Iraia hoy cumple años. Otra vez el «aita» se lo ha perdido por estar corriendo el Tour. Poco tarda Izaguirre en deshacerse en la emoción. «Nos perdemos tantas cosas bonitas...», habla el padre y no el ciclista y se desploma en un mar de lágrimas por todo lo que deja atrás cada vez que sale de casa con la bicicleta en la mano. «Esta mañana la he felicitado por whatsapp y mira ahora. Esto va para ella». El regalo que Ion le hace a su hija es una gesta. Propia sólo de un ciclista como él: fuerte, raudo y eterno. Un corredor como la copa de un pino. Un ciclista que es una garantía siempre. De esfuerzo, de sacrificio por los suyos y de compromiso con lo que hace.

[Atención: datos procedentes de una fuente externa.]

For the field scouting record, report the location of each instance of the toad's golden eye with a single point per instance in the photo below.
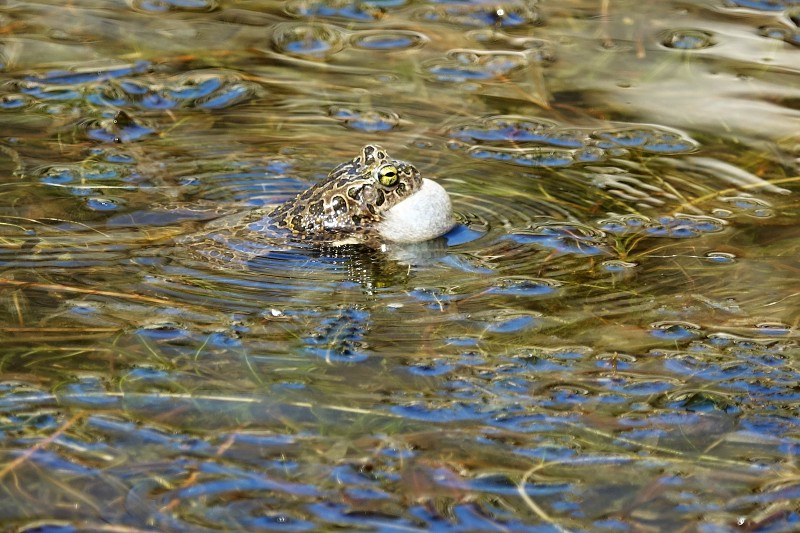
(387, 175)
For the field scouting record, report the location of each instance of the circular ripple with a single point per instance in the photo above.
(688, 39)
(388, 40)
(309, 41)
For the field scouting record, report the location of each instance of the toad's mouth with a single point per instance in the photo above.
(424, 215)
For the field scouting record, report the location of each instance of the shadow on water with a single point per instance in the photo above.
(607, 341)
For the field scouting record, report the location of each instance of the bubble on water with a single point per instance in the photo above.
(164, 6)
(14, 102)
(102, 203)
(368, 120)
(509, 14)
(388, 39)
(673, 226)
(43, 92)
(92, 75)
(163, 331)
(618, 266)
(563, 238)
(526, 157)
(209, 89)
(524, 287)
(517, 129)
(675, 330)
(462, 65)
(763, 5)
(722, 258)
(345, 9)
(774, 328)
(688, 39)
(749, 205)
(309, 41)
(647, 138)
(432, 368)
(120, 128)
(340, 337)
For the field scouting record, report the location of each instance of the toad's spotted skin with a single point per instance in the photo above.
(351, 200)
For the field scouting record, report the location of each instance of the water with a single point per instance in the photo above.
(608, 341)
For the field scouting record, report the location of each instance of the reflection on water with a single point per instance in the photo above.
(606, 342)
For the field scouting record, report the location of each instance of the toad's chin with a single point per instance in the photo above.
(425, 215)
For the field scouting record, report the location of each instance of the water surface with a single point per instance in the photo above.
(607, 342)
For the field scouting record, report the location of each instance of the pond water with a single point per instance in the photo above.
(607, 341)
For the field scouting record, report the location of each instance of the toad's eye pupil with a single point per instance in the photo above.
(387, 175)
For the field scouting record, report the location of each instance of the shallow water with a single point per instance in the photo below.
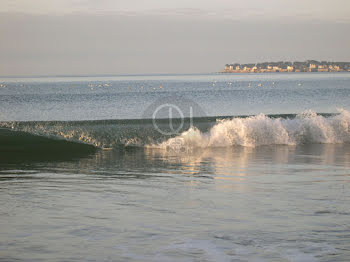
(275, 199)
(271, 203)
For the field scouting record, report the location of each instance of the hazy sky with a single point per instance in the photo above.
(55, 37)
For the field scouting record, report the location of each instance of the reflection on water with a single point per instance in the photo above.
(273, 203)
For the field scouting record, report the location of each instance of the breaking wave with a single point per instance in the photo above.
(251, 131)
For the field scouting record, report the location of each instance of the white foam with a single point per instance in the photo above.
(307, 127)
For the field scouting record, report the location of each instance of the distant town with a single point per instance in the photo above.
(272, 67)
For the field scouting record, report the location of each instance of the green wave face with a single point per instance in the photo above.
(66, 138)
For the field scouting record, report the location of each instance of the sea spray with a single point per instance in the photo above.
(304, 128)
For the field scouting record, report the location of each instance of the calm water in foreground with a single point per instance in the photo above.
(262, 188)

En este Tour lo que quería era coger la fuga buena y llevaba intentándolo días. Ayer, en la jornada más dura, lo logró. Cien kilómetros costó hacer la escapada, una locura de inicio con Pogacar y Vingegaard jugando a reventarse mutuamente. Se tienen tantas ganas que no son capaces ni de esperar al final en el Gran Colombier de esta tarde o a los Alpes, que esperan el fin de semana. Su hambre de espectáculo aceleró la carrera, descolgó a Landa y provocó caídas como la de David de la Cruz, que tuvo que abandonar el Tour entre gritos de dolor.
Vingegaard trató por todos los medios de poner calma y al final se montó la fuga que el Jumbo deseaba para tranquilizarse. Van der Poel, Jorgenson y Guerreiro del Movistar; Martin, Pinot y Benoot. Galgos poderosos. Entre ellos, Ion Izagirre. El prototipo de ciclista ideal. Ya lo decía Javier Mínguez, protagonista del último gran éxito mundialista de España. «Vaya a donde vaya siempre trataré de que los hermanos Izagirre estén en mi equipo, en mi selección». Ion y Gorka. Raudos, fuertes, profesionales hasta el final. Nada de quejas, siempre el trabajo por delante, siempre dejándose la piel.
Cuando llegó la última cota, el Col de la Croix Rosier, Ion Izagirre arranca. A por él salta Van der Poel. La bestia. Pero ni siquiera él puede alcanzarle. El guipuzcoano lo aplasta y corona en solitario el puerto. Le quedan treinta kilómetros para la gloria. Y en su cabalgada va pensando. «Me venían un montón de emociones a la mente, muchas cosas». Se acuerda de su hija Iraia, de las otras dos que tiene, de todo lo que se ha perdido de la infancia de ellas y por eso aprieta más los dientes. Porque tiene que merecer la pena todo lo que sacrifica. Y en Belleville encuentra por fin ese premio que habla de su eternidad y de un ciclista impecable con cuerda para rato.